Probability is a measure of the likelihood that an event will occur. It is expressed as a number between 0 and 1, with 0 indicating that the event is impossible and 1 indicating that the event is certain.

##### What is the difference between theoretical probability and experimental probability?

Theoretical probability is calculated based on the assumption of an idealized model, while experimental probability is based on actual observations or experiments. Theoretical probability is often used in mathematical models and simulations, while experimental probability is used to estimate real-world probabilities.

##### What is the law of large numbers?

The law of large numbers is a statistical principle that states that as the number of trials or observations increases, the average of the results will approach the expected value. This principle is important in probability theory and statistics because it helps to establish the reliability of estimates based on a large sample size.

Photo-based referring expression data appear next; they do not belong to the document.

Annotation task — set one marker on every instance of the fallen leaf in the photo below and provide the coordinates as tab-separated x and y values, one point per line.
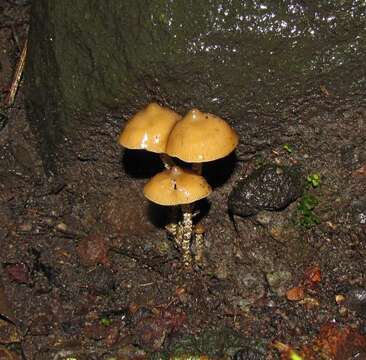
5	354
295	294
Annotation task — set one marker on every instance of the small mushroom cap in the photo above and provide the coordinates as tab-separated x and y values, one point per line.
201	137
149	129
176	186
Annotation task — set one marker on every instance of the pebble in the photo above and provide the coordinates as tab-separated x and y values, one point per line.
270	187
356	300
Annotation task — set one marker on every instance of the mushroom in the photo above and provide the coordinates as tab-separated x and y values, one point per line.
149	129
177	186
200	137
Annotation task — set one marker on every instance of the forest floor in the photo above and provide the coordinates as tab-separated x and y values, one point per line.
88	272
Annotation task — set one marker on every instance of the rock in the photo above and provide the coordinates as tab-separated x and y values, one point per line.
271	187
358	210
93	250
121	55
279	281
250	287
126	210
356	300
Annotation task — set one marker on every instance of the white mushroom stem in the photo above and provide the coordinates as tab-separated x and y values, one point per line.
197	168
176	230
187	227
199	231
167	161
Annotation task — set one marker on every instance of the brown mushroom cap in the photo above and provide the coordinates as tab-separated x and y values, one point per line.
176	187
201	137
149	129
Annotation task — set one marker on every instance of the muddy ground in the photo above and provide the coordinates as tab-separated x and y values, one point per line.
89	272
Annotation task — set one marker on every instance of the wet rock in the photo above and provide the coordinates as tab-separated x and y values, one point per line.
8	333
278	225
168	55
250	287
152	331
72	327
40	326
271	187
151	334
248	353
101	280
356	300
126	211
358	210
93	250
279	281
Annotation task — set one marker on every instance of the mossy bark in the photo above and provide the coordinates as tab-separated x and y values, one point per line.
234	58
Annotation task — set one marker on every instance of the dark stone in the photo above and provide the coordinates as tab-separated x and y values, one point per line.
237	59
270	187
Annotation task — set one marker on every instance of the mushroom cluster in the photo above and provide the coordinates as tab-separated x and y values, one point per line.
196	138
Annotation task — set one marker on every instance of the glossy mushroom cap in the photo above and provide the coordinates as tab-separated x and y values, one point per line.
176	187
149	129
201	137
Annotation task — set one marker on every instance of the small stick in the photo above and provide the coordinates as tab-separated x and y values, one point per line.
9	101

##### What is the difference between independent and dependent events?

Independent events are events that have no effect on each other. The occurrence of one event does not affect the probability of the other event. Dependent events, on the other hand, are events that are affected by each other. The occurrence of one event affects the probability of the other event.

##### What is Bayes' theorem?

Bayes’ theorem is a formula used to calculate conditional probabilities. It is based on the idea that the probability of an event A given event B can be calculated by multiplying the probability of event B given event A by the prior probability of event A and dividing by the probability of event B.

##### What is a random variable?

A random variable is a variable that takes on different values depending on the outcome of a random event. It is often used in probability theory to represent the possible outcomes of an experiment or simulation.

##### What is a probability distribution?

A probability distribution is a function that describes the likelihood of different outcomes in a random event. It is often used in probability theory to model the possible outcomes of an experiment or simulation.

##### What is the difference between discrete and continuous probability distributions?

Discrete probability distributions are used to model events with a finite or countable number of possible outcomes, such as flipping a coin or rolling a die. Continuous probability distributions are used to model events with an infinite number of possible outcomes, such as measuring the height of a person or the amount of time it takes for a car to stop.